For the love of all that is innocent, do you really want to wait and suffer these unnecessary stresses?

Unlike the 64 controllers give you arthritis because they are so horrible, and the games themselves that wreck your eyes by having everything look like you're wearing glasses with Vaseline smeared on them,  you have only beauty on the Saturn!  The finest 2D games ever made, and it's 3D games don't have that crap anti-aliasing!  That's right!  No AA at all!  Sega is here to save your eyes, while Nintendo has recently invested in several large eyeglass manufacturer chains!  Nintendo is evil and hates you!

You could buy a Sony, but Sony is Japanese for Satan!  Do you want your kids playing on Satan's console?  For the love of your children, don't buy a PlayStation!

And for every Saturn you buy, you'll get FIVE, that's right, FIVE free games!  On the N64, these games would carry a retail price of $450!  That's like getting 6 free Saturns!  With savings like that, you could buy another one!

As you can see, the Saturn is the only console you should be considering.  Sega loves you, and wants only to keep you safe from the scourge that is Sony and Nintendo.

Won't you buy a Saturn and let Sega love you?

n The End, It Had A Use

There eventually came a point when the store had a large stack of used N64s looking for homes.  And the door was held open in the spring so that all could enjoy the warming air as we dared to venture outside of electronic entertainment shrines.

Anyway, the Nintendo 64 proves be a very effective doorstop when pushed into the frame.

As it was assumed, this was sacrilegious and offensive to some people, such as blind zealots and those who fought epic battles and lost many friends trying to get an N64 at launch.

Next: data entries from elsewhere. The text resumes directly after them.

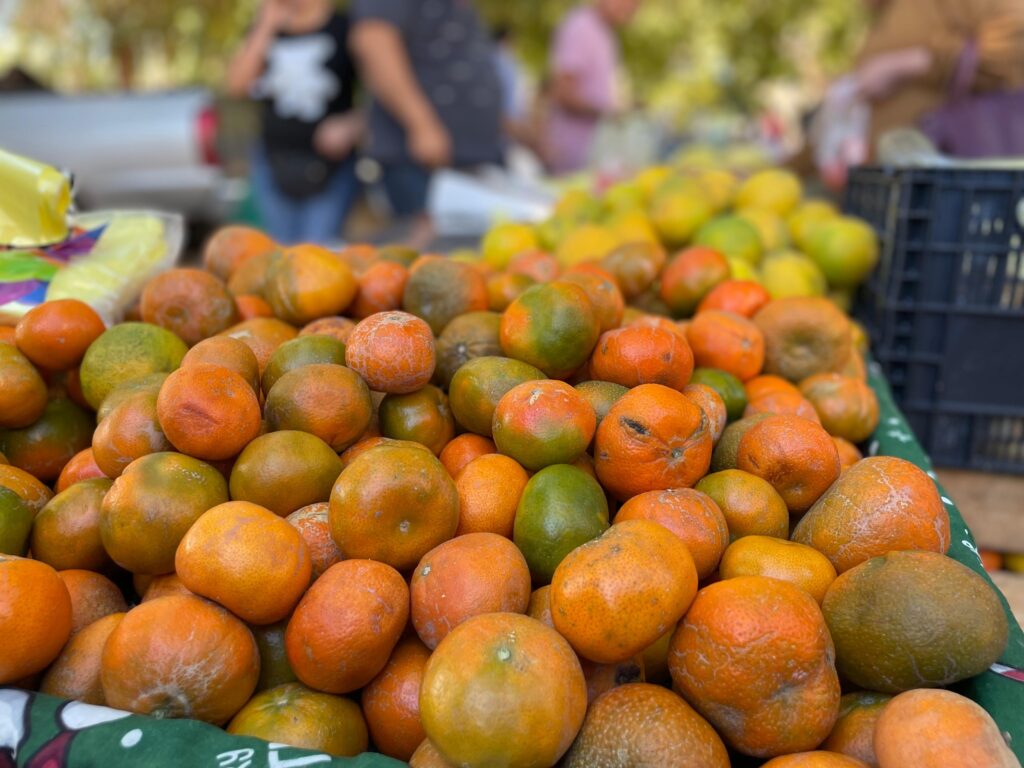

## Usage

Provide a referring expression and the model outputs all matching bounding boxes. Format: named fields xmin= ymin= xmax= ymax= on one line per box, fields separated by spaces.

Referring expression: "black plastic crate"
xmin=845 ymin=167 xmax=1024 ymax=474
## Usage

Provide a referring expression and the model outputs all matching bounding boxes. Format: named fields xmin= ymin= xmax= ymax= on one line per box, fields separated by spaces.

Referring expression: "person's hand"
xmin=313 ymin=115 xmax=362 ymax=160
xmin=407 ymin=119 xmax=452 ymax=168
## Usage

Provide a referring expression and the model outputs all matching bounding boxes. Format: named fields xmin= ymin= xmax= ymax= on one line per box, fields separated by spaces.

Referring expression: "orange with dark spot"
xmin=174 ymin=502 xmax=312 ymax=624
xmin=348 ymin=261 xmax=409 ymax=319
xmin=0 ymin=554 xmax=72 ymax=685
xmin=492 ymin=380 xmax=597 ymax=470
xmin=614 ymin=488 xmax=729 ymax=580
xmin=330 ymin=441 xmax=459 ymax=570
xmin=437 ymin=432 xmax=498 ymax=479
xmin=14 ymin=299 xmax=106 ymax=371
xmin=736 ymin=415 xmax=840 ymax=513
xmin=658 ymin=246 xmax=731 ymax=317
xmin=551 ymin=520 xmax=697 ymax=664
xmin=157 ymin=364 xmax=260 ymax=461
xmin=594 ymin=384 xmax=712 ymax=500
xmin=697 ymin=280 xmax=771 ymax=317
xmin=790 ymin=456 xmax=949 ymax=573
xmin=669 ymin=577 xmax=840 ymax=758
xmin=39 ymin=613 xmax=125 ymax=707
xmin=139 ymin=269 xmax=239 ymax=346
xmin=345 ymin=311 xmax=435 ymax=394
xmin=360 ymin=637 xmax=430 ymax=760
xmin=285 ymin=560 xmax=409 ymax=693
xmin=455 ymin=454 xmax=529 ymax=539
xmin=686 ymin=309 xmax=765 ymax=381
xmin=286 ymin=502 xmax=342 ymax=582
xmin=99 ymin=595 xmax=259 ymax=725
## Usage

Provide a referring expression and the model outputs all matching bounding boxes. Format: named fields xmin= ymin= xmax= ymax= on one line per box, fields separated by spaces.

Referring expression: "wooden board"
xmin=937 ymin=469 xmax=1024 ymax=553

So a speech bubble was added:

"This is all I am good for."

Well, technically that didn't actually solve any problems.  The same people who were mad before were still mad, but everyone else laughed.

t's All In The Attitude

WWF Attitude.  Bad game, and far too many copies produced for the demand.  But over the course of a week, Gord had three backorders for it.  Probably because it was a third the price of Wrestlemania 2000 back when it first came out.

Anyway, Gord ordered three copies as part of his order.  And in the end, got eleven.  He wasn't charged for the extra eight copies, but he honestly did not want them.  So he phoned the distributor up.

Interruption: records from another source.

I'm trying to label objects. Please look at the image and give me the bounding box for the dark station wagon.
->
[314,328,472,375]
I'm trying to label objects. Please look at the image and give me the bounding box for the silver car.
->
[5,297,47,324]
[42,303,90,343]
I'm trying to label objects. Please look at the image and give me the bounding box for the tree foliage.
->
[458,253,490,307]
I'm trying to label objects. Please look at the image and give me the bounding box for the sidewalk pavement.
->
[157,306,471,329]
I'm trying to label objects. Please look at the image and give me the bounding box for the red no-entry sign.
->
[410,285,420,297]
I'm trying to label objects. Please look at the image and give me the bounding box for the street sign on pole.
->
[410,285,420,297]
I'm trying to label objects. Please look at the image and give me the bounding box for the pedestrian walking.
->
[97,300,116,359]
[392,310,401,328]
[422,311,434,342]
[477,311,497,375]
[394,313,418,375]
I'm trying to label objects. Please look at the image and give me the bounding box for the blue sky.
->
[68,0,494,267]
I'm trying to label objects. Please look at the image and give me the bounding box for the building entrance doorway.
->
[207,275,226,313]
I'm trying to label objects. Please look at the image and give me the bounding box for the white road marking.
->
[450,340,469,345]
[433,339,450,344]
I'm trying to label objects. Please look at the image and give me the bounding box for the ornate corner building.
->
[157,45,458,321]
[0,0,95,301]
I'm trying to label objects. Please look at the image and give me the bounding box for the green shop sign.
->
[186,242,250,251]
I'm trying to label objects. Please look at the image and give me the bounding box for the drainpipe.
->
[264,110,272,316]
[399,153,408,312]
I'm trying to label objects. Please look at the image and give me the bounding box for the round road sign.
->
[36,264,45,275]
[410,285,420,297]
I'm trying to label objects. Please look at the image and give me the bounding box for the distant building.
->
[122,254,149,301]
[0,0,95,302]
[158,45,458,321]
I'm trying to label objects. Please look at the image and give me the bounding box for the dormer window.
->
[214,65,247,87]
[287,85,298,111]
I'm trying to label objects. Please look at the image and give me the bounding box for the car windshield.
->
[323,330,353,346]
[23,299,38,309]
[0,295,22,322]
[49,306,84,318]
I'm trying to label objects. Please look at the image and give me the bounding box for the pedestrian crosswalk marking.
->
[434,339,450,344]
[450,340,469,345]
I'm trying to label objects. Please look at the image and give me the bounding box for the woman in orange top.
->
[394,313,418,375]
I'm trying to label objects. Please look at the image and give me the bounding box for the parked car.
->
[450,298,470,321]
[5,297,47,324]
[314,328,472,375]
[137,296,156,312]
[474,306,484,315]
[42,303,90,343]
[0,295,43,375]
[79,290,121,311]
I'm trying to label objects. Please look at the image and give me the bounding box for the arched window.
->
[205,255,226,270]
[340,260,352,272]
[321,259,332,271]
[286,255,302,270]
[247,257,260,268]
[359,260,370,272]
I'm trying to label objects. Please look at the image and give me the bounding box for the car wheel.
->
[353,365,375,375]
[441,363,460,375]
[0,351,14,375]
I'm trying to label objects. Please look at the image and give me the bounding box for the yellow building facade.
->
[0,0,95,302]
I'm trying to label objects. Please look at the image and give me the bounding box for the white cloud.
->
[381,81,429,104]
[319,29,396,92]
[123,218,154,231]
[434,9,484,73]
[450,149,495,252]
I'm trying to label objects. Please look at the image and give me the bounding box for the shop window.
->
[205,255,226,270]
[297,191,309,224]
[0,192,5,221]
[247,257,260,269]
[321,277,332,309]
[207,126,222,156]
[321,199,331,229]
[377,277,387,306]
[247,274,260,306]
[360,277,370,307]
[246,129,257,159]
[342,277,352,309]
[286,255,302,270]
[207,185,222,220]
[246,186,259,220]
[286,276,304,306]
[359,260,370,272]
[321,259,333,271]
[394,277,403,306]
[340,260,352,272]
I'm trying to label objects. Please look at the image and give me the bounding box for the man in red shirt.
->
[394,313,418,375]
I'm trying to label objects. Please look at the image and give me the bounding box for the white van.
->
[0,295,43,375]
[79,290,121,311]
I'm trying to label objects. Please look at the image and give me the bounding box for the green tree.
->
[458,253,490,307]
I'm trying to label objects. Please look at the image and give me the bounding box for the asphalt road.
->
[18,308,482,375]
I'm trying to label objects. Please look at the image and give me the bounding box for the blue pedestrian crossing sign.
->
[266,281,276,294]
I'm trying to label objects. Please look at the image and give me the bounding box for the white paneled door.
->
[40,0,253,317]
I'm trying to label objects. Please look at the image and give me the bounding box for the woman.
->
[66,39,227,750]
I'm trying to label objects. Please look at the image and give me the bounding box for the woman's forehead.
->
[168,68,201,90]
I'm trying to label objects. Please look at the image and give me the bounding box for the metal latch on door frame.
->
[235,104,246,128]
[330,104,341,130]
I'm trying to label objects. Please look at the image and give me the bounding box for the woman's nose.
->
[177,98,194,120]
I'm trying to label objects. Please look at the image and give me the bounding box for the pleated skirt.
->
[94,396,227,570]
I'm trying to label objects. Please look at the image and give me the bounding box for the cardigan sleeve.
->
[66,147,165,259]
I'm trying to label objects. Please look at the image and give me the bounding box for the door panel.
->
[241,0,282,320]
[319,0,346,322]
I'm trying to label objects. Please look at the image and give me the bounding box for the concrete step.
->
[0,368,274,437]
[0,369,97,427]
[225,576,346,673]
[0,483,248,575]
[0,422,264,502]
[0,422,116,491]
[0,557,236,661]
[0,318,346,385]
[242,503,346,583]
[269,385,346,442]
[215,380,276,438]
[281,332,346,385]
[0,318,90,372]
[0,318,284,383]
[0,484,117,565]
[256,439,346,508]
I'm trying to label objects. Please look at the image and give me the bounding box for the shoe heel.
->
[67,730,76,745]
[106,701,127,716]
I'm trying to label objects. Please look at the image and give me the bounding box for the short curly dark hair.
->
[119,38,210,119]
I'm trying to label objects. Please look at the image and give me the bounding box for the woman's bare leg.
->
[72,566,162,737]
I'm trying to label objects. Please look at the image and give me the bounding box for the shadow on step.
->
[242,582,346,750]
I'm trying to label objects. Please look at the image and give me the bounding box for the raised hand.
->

The distributor didn't want them back.  It was going to cost more in courier costs than it was worth to get them back.  They told Gord to keep them.

So Gord did.  And created a sign.

WWF Attitude!  Gaming has never been this good, and it will never be this good again!  Forget the lies that you may have heard that this is a poor game.  Those are from WCW fans!  They're just angry because there never was a WCW game as good as this!

But my friends, gaming like this doesn't come without a price!  What will that price be you ask?  Why, it's make up your own price day!  That's right!  You name the price!  Be warned though, one of two things will happen.  Either you'll get the game at the price you offer, or you'll get slapped for such an inane offer.

But isn't the risk for the beauty known as WWF Attitude worth it?  You know you have to be the coolest person on your block with this game!

This is the greatest game ever!*

*may not be exactly as good as advertised.

In the end, all copies were sold.  Prices ranged from $10 to $20, as well as a trade for two Subway subs from one person.